Giant marshmallows are not confectionery — at least not for VAT purposes
After several years winding its way through the courts, the long‑running VAT dispute over giant marshmallows finally reached a (mostly) definitive conclusion earlier this week.
https://caselaw.nationalarchives.gov.uk/ukftt/tc/2026/500
After a trip through the Tribunals starting in 2022, the argument found its way to the Court of Appeal. The Court sent this case all the way back to the First-tier Tribunal because it hadn’t asked itself the right question at the outset.
The original tribunal had decided that giant marshmallows were not confectionery based on packaging, marketing and where the product was placed in supermarket aisles. But the Court of Appeal decided that any product which met the criteria in a Note to the VAT legislation on Food was to be treated as confectionery irrespective of those other factors. That note treats “sweetened prepared food which is normally eaten with the fingers” as standard-rated confectionery.

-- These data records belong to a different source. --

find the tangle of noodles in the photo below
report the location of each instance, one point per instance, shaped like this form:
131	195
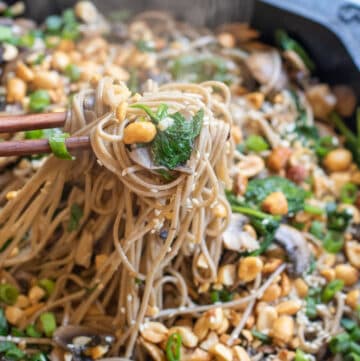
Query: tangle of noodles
125	208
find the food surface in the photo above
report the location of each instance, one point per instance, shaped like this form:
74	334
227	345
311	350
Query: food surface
217	216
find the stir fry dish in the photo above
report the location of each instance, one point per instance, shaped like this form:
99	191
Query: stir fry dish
216	216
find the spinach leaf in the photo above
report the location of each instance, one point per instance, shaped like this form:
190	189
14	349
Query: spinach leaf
286	43
173	145
259	189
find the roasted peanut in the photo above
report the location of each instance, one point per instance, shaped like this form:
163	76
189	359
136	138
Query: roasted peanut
139	132
275	203
249	268
338	160
278	158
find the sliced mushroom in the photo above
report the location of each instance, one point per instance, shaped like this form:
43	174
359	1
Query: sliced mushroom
296	248
266	68
78	339
235	239
142	157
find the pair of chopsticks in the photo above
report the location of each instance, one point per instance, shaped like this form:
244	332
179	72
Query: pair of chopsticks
16	123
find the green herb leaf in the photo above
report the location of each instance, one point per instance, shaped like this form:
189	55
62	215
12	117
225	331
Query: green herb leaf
58	146
259	189
331	289
173	347
286	43
348	193
261	336
76	214
39	100
256	143
48	323
8	293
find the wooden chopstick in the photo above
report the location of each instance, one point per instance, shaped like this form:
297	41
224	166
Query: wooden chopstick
40	146
16	123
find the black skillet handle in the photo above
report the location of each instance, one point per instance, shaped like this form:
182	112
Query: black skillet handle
342	17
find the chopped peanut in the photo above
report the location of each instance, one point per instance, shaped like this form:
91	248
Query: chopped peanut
338	160
139	132
278	158
221	352
290	307
249	268
283	329
36	293
301	287
275	203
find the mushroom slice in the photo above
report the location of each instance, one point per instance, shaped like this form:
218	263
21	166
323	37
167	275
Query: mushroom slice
235	239
142	157
296	247
81	340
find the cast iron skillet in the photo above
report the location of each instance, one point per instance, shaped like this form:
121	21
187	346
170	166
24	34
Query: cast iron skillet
329	29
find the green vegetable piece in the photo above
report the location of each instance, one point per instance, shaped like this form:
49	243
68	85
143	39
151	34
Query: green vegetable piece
301	356
5	33
48	323
72	71
256	143
348	193
333	241
261	336
331	289
286	43
58	146
311	209
76	214
39	356
317	229
47	285
340	343
39	100
31	331
8	293
3	324
53	24
259	189
173	347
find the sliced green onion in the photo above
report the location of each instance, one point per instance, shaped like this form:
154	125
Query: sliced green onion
31	331
311	209
333	242
76	214
39	100
173	347
58	146
39	356
261	336
5	33
47	285
352	356
53	23
73	72
301	356
8	293
348	193
256	143
48	323
3	324
340	343
331	289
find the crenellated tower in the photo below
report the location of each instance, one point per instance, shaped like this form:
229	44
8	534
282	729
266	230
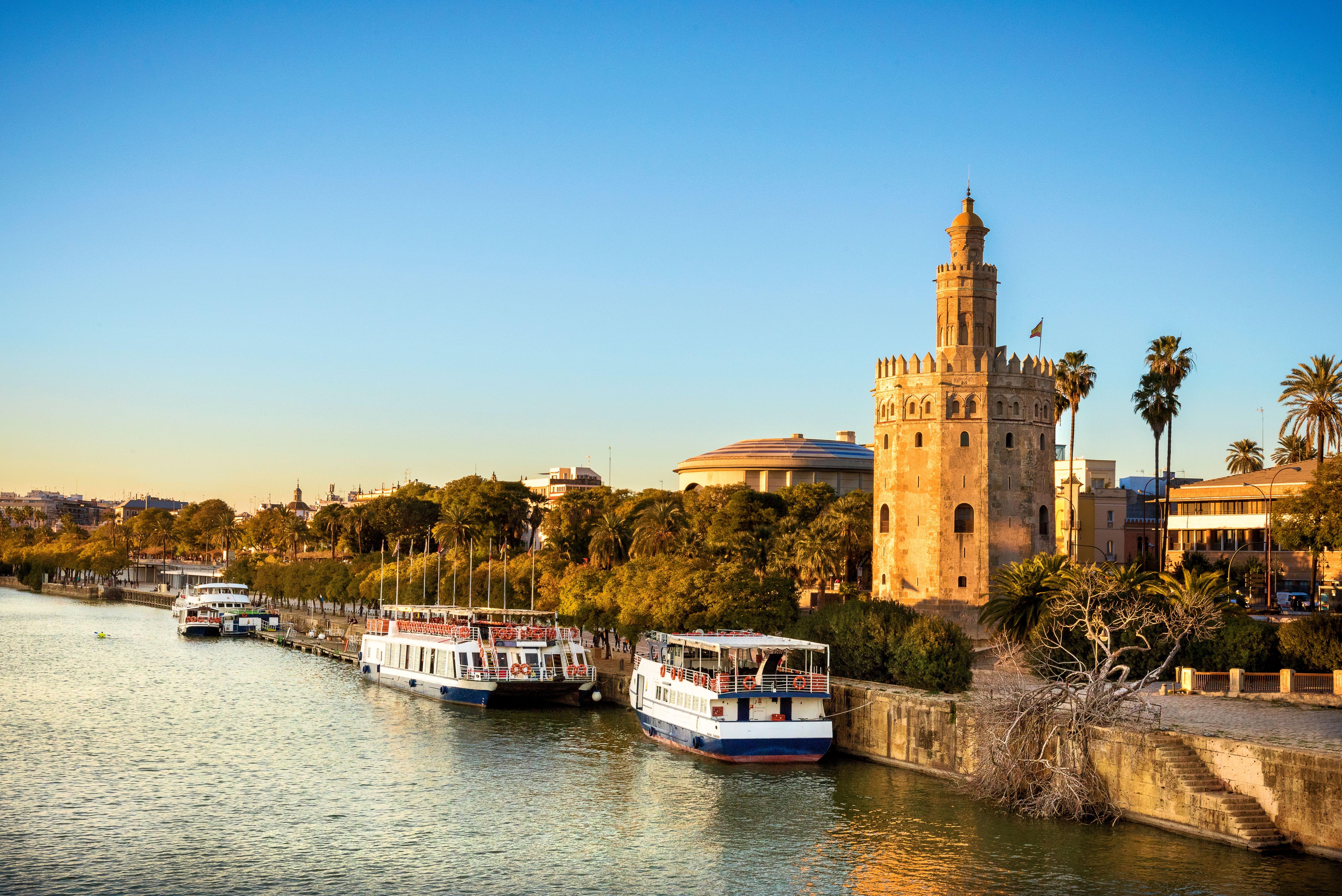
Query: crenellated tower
964	470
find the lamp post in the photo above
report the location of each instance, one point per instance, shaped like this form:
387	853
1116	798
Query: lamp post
1267	498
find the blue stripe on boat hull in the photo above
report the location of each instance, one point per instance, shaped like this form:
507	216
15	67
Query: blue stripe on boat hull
735	749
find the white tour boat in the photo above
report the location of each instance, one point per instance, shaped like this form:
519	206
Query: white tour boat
219	608
736	697
477	656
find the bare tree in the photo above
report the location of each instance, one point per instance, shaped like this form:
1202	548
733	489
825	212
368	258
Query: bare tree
1034	740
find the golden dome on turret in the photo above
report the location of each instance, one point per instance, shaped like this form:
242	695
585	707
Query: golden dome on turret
968	218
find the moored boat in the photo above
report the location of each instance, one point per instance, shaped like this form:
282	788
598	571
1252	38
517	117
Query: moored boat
736	697
219	608
477	656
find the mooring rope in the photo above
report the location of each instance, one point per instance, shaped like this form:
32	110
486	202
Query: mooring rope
850	710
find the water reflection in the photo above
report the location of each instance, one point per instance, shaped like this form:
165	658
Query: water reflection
152	764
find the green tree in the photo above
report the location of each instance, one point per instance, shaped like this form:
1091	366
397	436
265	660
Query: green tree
1169	364
1313	399
1245	457
1293	450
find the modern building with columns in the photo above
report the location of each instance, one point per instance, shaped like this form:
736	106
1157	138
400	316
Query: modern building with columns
964	454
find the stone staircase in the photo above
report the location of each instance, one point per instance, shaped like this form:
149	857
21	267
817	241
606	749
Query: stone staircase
1236	817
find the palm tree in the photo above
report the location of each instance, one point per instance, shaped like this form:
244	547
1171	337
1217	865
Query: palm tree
1155	408
1245	457
1021	595
1171	365
1074	380
818	556
1313	398
610	542
1293	450
659	528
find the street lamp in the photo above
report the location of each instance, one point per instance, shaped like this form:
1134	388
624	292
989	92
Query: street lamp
1267	498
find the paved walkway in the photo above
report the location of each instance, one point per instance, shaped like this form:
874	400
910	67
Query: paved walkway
1285	725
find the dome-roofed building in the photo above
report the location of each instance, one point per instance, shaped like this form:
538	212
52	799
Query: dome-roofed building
770	465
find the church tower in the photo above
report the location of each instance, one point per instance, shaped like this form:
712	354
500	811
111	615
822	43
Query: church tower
964	470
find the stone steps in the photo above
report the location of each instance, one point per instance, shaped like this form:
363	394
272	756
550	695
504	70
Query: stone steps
1245	817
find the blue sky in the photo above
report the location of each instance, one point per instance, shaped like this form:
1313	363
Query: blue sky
247	245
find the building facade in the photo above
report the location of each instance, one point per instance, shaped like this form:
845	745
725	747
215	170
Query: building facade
770	465
1228	518
964	455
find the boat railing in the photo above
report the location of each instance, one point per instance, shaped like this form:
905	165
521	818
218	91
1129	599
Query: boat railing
786	681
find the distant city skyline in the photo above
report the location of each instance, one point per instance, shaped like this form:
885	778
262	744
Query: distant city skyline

The original Tribunal had failed to decide whether giant marshmallows were ‘normally eaten with the fingers’.
The latest Tribunal considered 4 ways of eating them:
1) Roasted on a skewer / stick (collectively skewer) and eaten from the skewer (Way A).
(2) Roasted on a skewer, taken off the skewer after it has sufficiently cooled and eaten with the fingers (Way B).
(3) Roasted on a skewer, inserted in the middle of two biscuits with a piece of chocolate and eaten as a s’more (Way C).
(4) Eaten straight from the pack with the fingers (Way D).
The Tribunal found that Way A and Way C did not involve eating with the fingers. Way C because the marshmallow itself wasn’t eaten with the fingers – it became an ingredient of something else.
The Tribunal then found that Way A was more likely than Way B; and Way C more likely than Way D.
There’s even some algebra in the judgement: A > B and C > D therefore (A + C) > (B + D).
Conclusion – giant marshmallows are not normally eaten with the fingers!
HMRC might appeal again because the Tribunal didn’t have lots of evidence about how consumers actually eat these marshmallows, so HMRC might argue that the taxpayer has not properly discharged the burden of proof.
Glyn Edwards, VAT director at MHA, commented: “This case shows that VAT law can turn even the humble marshmallow into a legal conundrum. When tax outcomes depend on whether something is eaten from a stick, between biscuits or straight from the bag, you know you’ve entered uniquely British territory. It’s not every day that roasting techniques and campfire habits decide a VAT rate, but for now at least, the giant marshmallow has emerged lightly toasted and zero‑rated.”